On John Hume’s farm, the rhinos’ existence is perhaps rather ‘synthetic’ but better than no existence. However, under the current climate, even on John Hume’s farm the rhino are not safe from poachers, with regular incursions.  Either way, there is no doubting the human ‘commoditisation’ or ‘canned’ business opportunities presented by the plight of the rhino.

In terms of rhino horn, then harvesting the horns (in a sustainable way, that doesn’t kill the ‘donating’ rhino) and allow legal export from farms ‘might’ (note: the economics say rhino horn harvesting will not help ‘conserve’ rhino(5)) help reduce illegal poaching, but what sort of world is that we are condoning? On the other hand, pandering in any shape or form to the preposterous demand side is not any sort of long term answer to anything.
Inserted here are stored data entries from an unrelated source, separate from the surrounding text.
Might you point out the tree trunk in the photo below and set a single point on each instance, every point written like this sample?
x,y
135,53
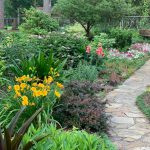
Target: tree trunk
x,y
1,14
47,6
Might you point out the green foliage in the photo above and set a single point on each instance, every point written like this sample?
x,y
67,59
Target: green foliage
x,y
125,68
83,72
39,66
143,106
2,63
104,39
123,38
75,29
67,140
64,46
144,23
89,13
37,22
79,107
10,140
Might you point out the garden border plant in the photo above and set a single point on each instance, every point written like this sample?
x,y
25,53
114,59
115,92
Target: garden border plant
x,y
145,108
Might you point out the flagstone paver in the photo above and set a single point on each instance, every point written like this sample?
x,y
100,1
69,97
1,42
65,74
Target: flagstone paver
x,y
129,128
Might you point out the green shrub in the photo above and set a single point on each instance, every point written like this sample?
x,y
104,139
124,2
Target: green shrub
x,y
37,22
104,39
67,46
38,82
83,72
63,46
67,140
123,38
79,107
143,102
75,29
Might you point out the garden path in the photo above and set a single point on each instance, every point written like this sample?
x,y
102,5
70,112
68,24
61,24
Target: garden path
x,y
129,128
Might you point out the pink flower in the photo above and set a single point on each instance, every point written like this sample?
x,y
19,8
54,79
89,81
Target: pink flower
x,y
88,49
99,52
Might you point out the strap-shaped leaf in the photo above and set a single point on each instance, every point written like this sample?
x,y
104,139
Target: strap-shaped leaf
x,y
7,139
31,143
2,143
18,137
14,121
16,142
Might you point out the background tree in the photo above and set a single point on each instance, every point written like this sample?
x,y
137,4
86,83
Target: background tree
x,y
1,14
91,12
47,4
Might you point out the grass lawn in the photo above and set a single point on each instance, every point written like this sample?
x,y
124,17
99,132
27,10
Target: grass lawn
x,y
143,102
It will not necessarily save the rhino from poaching – I can see that a ‘South African sanctioned, farmed rhino horn trade’ could also be infiltrated/corrupted easily by the poachers if the profit share is favourably ‘negotiated’ via this dubious ‘self-approved route’ somewhere within the supply chain.

References

  1. South Africa Lifts Rhino Horn Ban,“ IOLScitech, 27 November 2015
  2. Rhino Horn Trade Ruling Divides Opinion,” Saturday Star, 28 November 2015
  3. Legalising Rhino Horn Trade Will Add to Poaching – NSPCA,“NEWs 24, 30 November 2015
  4. The Economics of Poaching, Trophy and Canned Hunting,” IWB, 2 September 2015
  5. Debunking the myth that a legal trade will solve the rhino horn crisis: A system dynamics model for market demand” – Economic Research Southern Africa (ERSA) working paper 520, May 2015, Douglas J. Crookes & James N. Blignaut (Department of Economics, University of Pretoria); Note: ERSA is a research programme funded by the National Treasury of South Africa

Comments 20

  1. Post
    Author
    Stephen Wiggins

    It has also been suggested that this ‘self-approved’ South African route for rhino horn (if not successfully challenged) could also set a precedent for ‘canned’ lions (and other target species) to become exclusively farmed used/abused/exploited to increase profits from the bone trade for hypothetical ‘medicines.’

    If support for ‘canned’ lion and big cat hunting is truly being withdrawn (https://iwbond.org/2015/11/19/the-end-of-canned-hunting-looks-imminent/), then this could be the South African animal exploitation fall-back position.

    The message this ‘strategy’ sends to the poachers, is that it’s OK to farm and make money meeting the preposterous (and increasing) Asian demand for unsubstantiated ‘medicines’ made from animal parts, so why should the poacher be deterred from also continuing to try to ‘cash-in?’